As datasets grow, I/O becomes a primary bottleneck, slowing down scientific computing and data analysis. This tutorial provides a hands-on introduction to Blosc2, a powerful meta-compressor designed to turn I/O-bound workflows into CPU-bound ones. We will move beyond basic compression and explore how to structure data for high-performance computation.
Participants will learn to use the python-blosc2 library to compress and decompress data with various codecs and filters, optimizing for speed and ratio.
The core of the tutorial will focus on the Blosc2 NDArray object, a chunked, N-dimensional array that lives on disk or in memory.
Through a series of interactive exercises, you will learn how to perform out-of-core mathematical operations and analytics directly on compressed arrays, effectively handling datasets larger than available RAM.

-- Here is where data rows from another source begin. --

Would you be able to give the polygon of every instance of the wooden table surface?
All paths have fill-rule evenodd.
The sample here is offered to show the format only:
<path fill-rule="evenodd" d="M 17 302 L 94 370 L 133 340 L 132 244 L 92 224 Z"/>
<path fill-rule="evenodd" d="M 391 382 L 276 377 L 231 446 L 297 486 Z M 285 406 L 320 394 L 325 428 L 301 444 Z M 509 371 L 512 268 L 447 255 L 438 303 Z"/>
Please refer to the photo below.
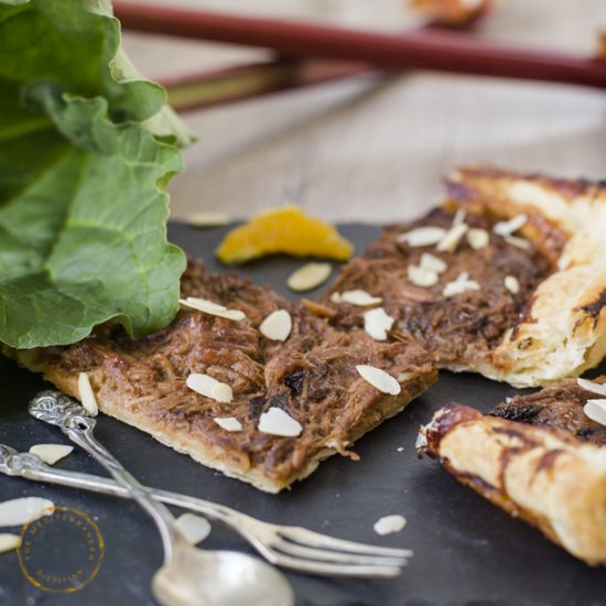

We will also cover practical topics like data storage backends, two-level partitioning for faster data slicing, and how to integrate Blosc2 into existing NumPy-based workflows. You will leave this session with the practical skills needed to significantly accelerate your data pipelines and manage massive datasets with ease.
- Understand the core concepts behind the Blosc2 meta-compressor.
- Compress and decompress NumPy arrays, tuning parameters for optimal performance.
- Create, manipulate, and slice Blosc2 NDArray objects for out-of-core processing.
- Perform efficient mathematical computations directly on compressed data.
- Store and retrieve compressed datasets using different storage backends.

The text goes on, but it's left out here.